Komşuluk hakkı kent hayatında postmodern kurguların silikleştirdiği hatta yok ettiği bir değer. En büyük anlamını ve temsilini ise İslam’da buluyor. Hadislerde komşuluk hakkı konusu nasıl geçmektedir?
İnsan sosyal bir varlık. Çevremizde bulunan diğer insanlar sadece aile üyelerimiz ve iş arkadaşlarımız değil. Yaşadığımız yuvanın hemen yanı başında kendi yuvasını kurmuş böylece bizim komşumuz olan kişiler sosyal hayatımızda önemli bir yere sahip. Sizin de söylediğiniz gibi bugün kent yaşantısında çoğumuz bizimle aynı çatıyı paylaşan diğer insanlardan haberdar bile değiliz. Modern insan komşuluk ilişkisi diye bir kavrama oldukça yabancı. Komşularımız ile aramızda haklar ve sorumluluklar olduğunu bilmek bir yana, tanışma ve iletişime geçmek dahi artık unutulan bir değer niteliğinde. Oysa Kur’an’ı Kerim’de ana baba, akraba, yetimler ve yoksullardan sonra iyilik yapılması gereken sınıf olarak komşulardan bahsediliyor. Üstelik iyilik yapılması gereken komşunun dinî kimliği de dikkate alınmıyor. Mesela sahabeden Abdullah b. Amr’ın evinde bir koyun kesiliyor, Abdullah ev halkına “Yahudi komşumuza etten ikram ettiniz mi?” diye ısrarla soruyor. Komşusu aç iken tok yatan bizden değildir hadisi, toplumumuzda neredeyse herkesin bildiği bir hadis. Buna rağmen acaba kaç binada bu hadis uygulamaya geçiyor? Büyüklerimiz evde pişen güzel ve ender yemeklerden mutlaka bir tabak da komşuya gönderirlerdi. Bayram ve kandil günleri komşular arası ikramlar sıklaşırdı. Yapılacak iyilikler bir tarafa, komşuluk hususunda asgari ölçü, komşuya güven sunmaktır. Resûl-i ekrem bir hadisinde peş peşe birkaç defa “Vallahi iman etmiş olmaz. Vallahi iman etmiş olmaz” buyurunca ashab kimi kastettiğini soruyor. O da: “Komşusunun, kendisine fenalık yapmasından emim olmadığı kimse.” diye cevap veriyor. Evet, komşumuz bize güvenmiyor, bizden bir kötülük geleceğini varsayıyor ve çekiniyorsa bu bizim iyi bir mümin olmadığımızı gösteriyor. Velhasıl Müslüman, her şeyden önce hal ve hareketleri ile insanların güvenini kazanmalıdır. Komşumuz tatile çıktığında evini bize emanet edebiliyor mu? Acil bir işi olduğunda güvenle evladını bize teslim edebiliyor mu? Evinde yalnız başına ölüp günlerce fark edilmeme korkusu yaşamadan hayatına devam edebiliyor mu? Bu soruların cevabı Müslüman bir toplumda hep olumludur. Ancak biz bu sorulara artık olumlu cevap veremiyorsak Kur’an ve sünnete tabi olma yolunu bırakmış, cahiliye devrinde yaşamaya başlamışız demektir. Modern dünyada hırsızlık, taciz, katil vb. birçok suçun komşular arasında cereyan ettiğini unutmayalım. Oysa güvenilir ve huzurlu bir toplum önce aile sonra komşular arasında güven çemberi oluşturarak kurulabilir.

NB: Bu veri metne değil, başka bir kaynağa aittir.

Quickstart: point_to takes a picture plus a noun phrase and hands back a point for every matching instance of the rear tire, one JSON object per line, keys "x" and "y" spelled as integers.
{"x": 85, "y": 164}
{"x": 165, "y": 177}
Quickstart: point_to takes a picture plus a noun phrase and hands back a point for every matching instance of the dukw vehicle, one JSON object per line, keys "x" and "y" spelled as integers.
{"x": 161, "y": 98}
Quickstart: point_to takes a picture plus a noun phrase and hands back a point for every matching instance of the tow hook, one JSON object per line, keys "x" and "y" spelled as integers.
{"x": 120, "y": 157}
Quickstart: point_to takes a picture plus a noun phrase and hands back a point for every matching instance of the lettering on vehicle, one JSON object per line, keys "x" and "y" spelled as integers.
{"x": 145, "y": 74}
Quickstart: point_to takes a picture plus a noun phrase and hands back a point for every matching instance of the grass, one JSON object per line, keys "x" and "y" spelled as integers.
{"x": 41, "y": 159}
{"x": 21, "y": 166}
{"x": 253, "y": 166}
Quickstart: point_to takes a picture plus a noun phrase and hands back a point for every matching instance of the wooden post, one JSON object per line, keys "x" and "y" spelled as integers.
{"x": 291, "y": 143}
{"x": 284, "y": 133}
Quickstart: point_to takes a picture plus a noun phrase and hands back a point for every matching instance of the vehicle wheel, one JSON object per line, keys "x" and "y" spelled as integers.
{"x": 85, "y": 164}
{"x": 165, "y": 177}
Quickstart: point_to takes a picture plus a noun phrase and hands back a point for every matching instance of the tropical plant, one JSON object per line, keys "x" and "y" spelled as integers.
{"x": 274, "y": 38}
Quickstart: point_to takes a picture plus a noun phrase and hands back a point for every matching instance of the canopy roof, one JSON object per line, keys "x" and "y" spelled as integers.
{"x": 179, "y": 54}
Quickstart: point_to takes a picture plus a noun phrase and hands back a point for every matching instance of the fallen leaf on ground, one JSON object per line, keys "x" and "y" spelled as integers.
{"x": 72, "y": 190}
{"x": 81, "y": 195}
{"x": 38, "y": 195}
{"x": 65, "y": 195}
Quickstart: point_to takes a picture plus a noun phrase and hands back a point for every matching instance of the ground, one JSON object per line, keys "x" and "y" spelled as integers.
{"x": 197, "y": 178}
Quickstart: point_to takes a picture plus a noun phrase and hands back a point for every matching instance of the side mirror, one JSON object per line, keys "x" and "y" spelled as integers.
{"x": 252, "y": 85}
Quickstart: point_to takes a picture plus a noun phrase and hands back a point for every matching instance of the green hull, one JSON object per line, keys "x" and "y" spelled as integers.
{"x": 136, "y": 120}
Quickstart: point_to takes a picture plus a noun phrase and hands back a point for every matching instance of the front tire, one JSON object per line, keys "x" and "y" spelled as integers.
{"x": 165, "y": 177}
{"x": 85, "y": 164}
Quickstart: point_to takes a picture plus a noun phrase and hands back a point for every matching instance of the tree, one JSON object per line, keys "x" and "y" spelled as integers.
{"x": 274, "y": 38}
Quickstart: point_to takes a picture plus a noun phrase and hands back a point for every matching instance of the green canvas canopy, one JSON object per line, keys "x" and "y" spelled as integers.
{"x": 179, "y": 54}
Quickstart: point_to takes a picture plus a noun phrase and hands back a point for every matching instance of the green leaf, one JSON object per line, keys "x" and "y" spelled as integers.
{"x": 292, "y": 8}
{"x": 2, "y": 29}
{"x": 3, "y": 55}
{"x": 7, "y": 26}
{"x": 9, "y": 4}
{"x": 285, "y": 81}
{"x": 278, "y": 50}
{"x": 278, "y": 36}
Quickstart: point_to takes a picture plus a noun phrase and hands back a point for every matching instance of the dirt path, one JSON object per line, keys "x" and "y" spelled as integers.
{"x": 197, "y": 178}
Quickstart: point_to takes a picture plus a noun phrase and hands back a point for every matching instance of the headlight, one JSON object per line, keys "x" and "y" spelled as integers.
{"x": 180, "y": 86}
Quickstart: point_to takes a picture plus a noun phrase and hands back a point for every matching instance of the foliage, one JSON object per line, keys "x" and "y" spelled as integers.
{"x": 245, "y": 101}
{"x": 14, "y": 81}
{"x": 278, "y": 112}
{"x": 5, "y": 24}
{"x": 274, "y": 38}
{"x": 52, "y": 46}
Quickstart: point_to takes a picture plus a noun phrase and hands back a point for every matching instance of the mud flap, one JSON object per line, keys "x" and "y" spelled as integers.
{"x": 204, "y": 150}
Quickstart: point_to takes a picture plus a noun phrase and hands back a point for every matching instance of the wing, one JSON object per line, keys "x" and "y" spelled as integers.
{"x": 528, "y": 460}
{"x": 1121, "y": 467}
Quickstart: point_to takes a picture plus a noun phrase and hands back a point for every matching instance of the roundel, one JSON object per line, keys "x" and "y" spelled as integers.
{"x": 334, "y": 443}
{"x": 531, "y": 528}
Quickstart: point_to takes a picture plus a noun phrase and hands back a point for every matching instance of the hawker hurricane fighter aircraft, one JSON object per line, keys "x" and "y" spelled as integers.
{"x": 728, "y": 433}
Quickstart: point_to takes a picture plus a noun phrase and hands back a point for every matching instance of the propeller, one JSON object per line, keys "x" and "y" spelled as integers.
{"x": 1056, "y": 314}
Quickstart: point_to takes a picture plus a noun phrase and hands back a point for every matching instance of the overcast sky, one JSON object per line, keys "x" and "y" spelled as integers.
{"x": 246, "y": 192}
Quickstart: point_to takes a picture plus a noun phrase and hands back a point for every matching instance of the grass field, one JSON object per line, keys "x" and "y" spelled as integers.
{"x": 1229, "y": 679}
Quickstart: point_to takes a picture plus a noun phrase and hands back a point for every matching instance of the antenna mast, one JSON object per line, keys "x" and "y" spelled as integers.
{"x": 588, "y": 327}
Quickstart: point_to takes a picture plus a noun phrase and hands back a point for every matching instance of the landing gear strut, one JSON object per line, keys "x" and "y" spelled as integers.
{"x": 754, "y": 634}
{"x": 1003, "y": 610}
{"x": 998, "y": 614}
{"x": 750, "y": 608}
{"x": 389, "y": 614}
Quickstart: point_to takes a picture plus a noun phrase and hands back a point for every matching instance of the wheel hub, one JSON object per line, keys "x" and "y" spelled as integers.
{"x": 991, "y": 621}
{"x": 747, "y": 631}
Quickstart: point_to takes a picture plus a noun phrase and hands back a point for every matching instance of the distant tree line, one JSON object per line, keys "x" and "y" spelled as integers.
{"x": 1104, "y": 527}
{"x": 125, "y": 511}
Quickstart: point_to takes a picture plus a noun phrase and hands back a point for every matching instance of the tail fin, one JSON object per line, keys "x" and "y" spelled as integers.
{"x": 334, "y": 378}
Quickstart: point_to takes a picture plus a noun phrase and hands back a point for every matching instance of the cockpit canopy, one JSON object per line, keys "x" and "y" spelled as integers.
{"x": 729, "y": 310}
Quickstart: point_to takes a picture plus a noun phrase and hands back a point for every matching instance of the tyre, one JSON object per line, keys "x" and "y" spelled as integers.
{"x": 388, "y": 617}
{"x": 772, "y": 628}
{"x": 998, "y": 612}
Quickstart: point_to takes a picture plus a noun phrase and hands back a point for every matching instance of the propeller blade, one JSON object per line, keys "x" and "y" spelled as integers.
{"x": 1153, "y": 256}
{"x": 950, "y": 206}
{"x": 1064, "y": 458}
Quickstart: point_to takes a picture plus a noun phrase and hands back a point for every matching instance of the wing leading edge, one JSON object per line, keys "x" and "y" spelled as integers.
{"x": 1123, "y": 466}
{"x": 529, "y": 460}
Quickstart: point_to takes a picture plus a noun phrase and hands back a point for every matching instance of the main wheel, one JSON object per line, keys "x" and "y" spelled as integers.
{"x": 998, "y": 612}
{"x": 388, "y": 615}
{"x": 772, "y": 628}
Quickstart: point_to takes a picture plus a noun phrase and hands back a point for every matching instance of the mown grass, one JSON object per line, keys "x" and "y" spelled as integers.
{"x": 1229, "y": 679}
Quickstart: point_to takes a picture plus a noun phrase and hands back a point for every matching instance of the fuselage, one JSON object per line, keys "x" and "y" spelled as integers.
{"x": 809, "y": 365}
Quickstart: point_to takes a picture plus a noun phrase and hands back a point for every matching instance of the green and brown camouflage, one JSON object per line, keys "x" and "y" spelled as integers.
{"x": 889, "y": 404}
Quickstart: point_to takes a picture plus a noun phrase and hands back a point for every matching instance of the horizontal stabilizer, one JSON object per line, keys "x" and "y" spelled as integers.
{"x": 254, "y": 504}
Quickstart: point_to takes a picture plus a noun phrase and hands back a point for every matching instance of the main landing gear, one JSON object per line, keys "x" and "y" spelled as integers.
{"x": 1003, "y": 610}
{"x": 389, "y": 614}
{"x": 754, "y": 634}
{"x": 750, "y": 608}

Her tip insan bir şekilde maalesef kabul görüyor ama özellikle ahlaki zafiyeti olan Müslüman tipi en çok eleştiri nedeni olduğu gibi ahlaklı insan her ortamda sesli ya da sessiz kabul görüyor. Bugün İslam’ı temsil konusunda en önemli ve bütünlük arz eden değer, güzel ahlak konusu. Peygamber Efendimizin (s.a.v.) hadislerinde güzel ahlak konusu nasıl ele alınıyor?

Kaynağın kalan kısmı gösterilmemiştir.